After seeing the UFOs, people are plagued by visions of a strangely shaped mountain. Roy thinks he recognizes this mountain everywhere and in an almost obsessive way he feels compelled to recreate that shape. In a sublime scene in which the Neary family sits at the table, his children and wife Ronnie (Teri Garr) watch him transform the mashed potatoes on his plate into a mountain. Roy’s “insanity” reaches a climax when he starts making a ceiling-high mountain in the living room from the earth from the garden, bricks, chicken wire and everything at hand. His family has not witnessed this anymore, they left that same morning, when Roy started throwing sand through the kitchen window.
Jillian’s son Barry, meanwhile, has been taken away by a spaceship. Although Jillian is anxious for the well-being of her son, there is also a kind of resignation with her. It’s like she knows that Barry is in good hands and that she’ll see him again someday. Still, the scene where Barry is kidnapped is quite terrifying and very exciting. Roy also has, in addition to a certain fanaticism, a kind of resignation. When Ronnie leaves with the kids, he tries to stop her for a while, but he quickly returns to his goal.
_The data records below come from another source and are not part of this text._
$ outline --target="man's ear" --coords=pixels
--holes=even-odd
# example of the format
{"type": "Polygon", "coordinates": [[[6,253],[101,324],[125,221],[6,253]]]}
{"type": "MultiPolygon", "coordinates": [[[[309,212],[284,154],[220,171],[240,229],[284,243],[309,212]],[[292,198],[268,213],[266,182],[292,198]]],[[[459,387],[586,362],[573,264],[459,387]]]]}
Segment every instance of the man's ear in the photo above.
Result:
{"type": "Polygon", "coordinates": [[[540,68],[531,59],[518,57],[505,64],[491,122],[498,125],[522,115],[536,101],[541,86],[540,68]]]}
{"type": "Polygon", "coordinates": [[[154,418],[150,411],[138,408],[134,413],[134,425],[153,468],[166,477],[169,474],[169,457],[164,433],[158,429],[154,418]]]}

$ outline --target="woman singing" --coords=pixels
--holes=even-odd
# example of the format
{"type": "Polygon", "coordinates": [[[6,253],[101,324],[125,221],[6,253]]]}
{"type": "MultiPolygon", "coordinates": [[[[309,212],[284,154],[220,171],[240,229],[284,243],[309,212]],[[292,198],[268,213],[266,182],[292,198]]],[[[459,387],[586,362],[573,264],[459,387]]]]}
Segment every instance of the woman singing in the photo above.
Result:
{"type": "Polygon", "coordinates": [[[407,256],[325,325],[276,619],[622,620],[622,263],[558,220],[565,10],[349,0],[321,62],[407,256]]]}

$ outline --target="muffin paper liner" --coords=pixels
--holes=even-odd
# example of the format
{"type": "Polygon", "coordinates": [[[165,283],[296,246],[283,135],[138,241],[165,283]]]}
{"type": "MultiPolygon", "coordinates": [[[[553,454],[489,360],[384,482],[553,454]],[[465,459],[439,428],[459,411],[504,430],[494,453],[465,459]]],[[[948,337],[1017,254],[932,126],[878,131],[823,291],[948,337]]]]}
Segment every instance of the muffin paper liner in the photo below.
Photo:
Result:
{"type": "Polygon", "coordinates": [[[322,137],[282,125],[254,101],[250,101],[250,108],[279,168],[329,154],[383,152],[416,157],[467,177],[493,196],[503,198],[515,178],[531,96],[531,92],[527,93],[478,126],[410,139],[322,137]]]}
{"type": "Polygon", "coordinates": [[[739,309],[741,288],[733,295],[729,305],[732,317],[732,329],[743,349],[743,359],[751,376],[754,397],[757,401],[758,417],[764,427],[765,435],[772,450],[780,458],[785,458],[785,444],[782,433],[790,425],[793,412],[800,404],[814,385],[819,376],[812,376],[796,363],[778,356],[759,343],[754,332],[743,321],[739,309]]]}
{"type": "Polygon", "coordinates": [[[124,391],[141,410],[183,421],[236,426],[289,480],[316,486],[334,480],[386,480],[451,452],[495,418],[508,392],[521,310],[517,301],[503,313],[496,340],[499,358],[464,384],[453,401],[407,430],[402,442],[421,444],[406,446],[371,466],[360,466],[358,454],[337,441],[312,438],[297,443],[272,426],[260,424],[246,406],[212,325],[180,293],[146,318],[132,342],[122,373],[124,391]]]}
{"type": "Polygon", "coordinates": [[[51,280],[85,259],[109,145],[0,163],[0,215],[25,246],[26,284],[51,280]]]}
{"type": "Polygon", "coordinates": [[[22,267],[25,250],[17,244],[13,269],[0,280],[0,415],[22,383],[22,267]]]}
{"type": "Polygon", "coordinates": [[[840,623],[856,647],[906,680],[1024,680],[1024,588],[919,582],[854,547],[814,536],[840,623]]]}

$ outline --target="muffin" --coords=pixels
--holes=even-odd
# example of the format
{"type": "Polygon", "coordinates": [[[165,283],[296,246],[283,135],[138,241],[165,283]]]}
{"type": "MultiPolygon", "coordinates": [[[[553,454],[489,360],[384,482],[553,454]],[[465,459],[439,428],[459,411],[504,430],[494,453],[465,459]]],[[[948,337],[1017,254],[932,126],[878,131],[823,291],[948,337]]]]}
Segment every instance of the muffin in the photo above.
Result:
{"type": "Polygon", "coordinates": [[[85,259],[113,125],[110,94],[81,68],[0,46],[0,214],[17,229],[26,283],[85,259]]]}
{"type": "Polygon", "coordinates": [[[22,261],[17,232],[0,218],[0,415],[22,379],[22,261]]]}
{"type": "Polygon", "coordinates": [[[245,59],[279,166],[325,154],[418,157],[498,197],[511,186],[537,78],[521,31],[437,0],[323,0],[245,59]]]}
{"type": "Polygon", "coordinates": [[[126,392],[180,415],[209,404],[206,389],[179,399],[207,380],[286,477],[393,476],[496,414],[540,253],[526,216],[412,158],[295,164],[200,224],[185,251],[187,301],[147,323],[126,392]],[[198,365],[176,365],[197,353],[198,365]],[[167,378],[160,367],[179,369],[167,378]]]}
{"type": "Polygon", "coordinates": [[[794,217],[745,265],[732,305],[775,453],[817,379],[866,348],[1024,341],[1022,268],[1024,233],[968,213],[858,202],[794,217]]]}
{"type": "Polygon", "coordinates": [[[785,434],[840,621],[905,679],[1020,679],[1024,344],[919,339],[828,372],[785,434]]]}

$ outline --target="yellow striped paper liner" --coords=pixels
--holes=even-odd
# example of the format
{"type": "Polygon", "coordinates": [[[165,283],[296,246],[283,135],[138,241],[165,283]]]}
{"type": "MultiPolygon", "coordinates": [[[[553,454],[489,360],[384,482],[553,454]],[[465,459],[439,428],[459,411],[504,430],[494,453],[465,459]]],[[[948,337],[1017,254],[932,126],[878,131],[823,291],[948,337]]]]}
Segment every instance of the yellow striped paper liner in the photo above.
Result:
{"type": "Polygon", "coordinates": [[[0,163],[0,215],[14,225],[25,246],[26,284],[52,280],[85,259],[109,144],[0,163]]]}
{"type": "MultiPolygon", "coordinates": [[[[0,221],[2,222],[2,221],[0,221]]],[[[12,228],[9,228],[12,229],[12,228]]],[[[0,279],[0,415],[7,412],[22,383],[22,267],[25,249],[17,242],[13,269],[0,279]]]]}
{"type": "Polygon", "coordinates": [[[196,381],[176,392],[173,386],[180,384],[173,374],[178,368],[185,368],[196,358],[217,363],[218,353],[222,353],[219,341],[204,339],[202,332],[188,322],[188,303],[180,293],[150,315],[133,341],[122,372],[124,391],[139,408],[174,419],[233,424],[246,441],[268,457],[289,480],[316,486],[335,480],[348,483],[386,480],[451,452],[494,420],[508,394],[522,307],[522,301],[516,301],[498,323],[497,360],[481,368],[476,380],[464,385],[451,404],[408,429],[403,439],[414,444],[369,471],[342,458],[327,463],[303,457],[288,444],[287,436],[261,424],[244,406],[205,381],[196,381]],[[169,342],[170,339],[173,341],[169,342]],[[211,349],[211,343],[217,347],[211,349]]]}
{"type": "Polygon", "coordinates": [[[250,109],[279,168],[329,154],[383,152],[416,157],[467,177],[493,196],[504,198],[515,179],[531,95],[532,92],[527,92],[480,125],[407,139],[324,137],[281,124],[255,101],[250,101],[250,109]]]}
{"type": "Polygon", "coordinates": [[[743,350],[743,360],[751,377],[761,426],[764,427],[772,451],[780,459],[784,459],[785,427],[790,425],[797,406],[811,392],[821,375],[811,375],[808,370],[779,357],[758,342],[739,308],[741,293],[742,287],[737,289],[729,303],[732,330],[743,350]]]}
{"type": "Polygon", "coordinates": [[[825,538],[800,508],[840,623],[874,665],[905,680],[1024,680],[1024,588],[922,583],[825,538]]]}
The family man is perfectly portrayed by the then 29-year-old Richard Dreyfuss. His Roy Neary is someone the viewer can absolutely identify with and his slow descent into madness is portrayed in a natural and believable way.
Spielberg was very progressive with his criticism of the government and the media, who work together in the film to spread lies among the population. The film has a clear three-way split: exciting in the beginning, then emotional developments take over and in the third part science fiction fans will sit on the edge of their seats again. The music of John Williams turned out to be a bull’s eye, the permanent member of the Spielberg team composed the crucial tones before the scenes were filmed. The special effects are also top notch. Decades after its first showing, where people nearly passed out from the eye-watering images, the film still manages to impress.
Several versions of ‘Close Encounters of the Third Kind’ have appeared. In 1980, Spielberg, dissatisfied with the original theatrical release in 1977, released a Special Edition, which was three minutes shorter than the original. Spielberg removed sixteen minutes and added thirteen. The fact that the perfectionist filmmaker was not pleased with this version after that resulted in a Director’s Cut seventeen years later.
Close Encounters of the Third Kind (the first form of a ‘close encounter’ involves seeing a UFO, the second form physical evidence, the third form contact) is a science fiction film that you must see, in which edition whatever and preferably all. If you don’t know the movie yet, be like Roy Neary and embrace the unknown.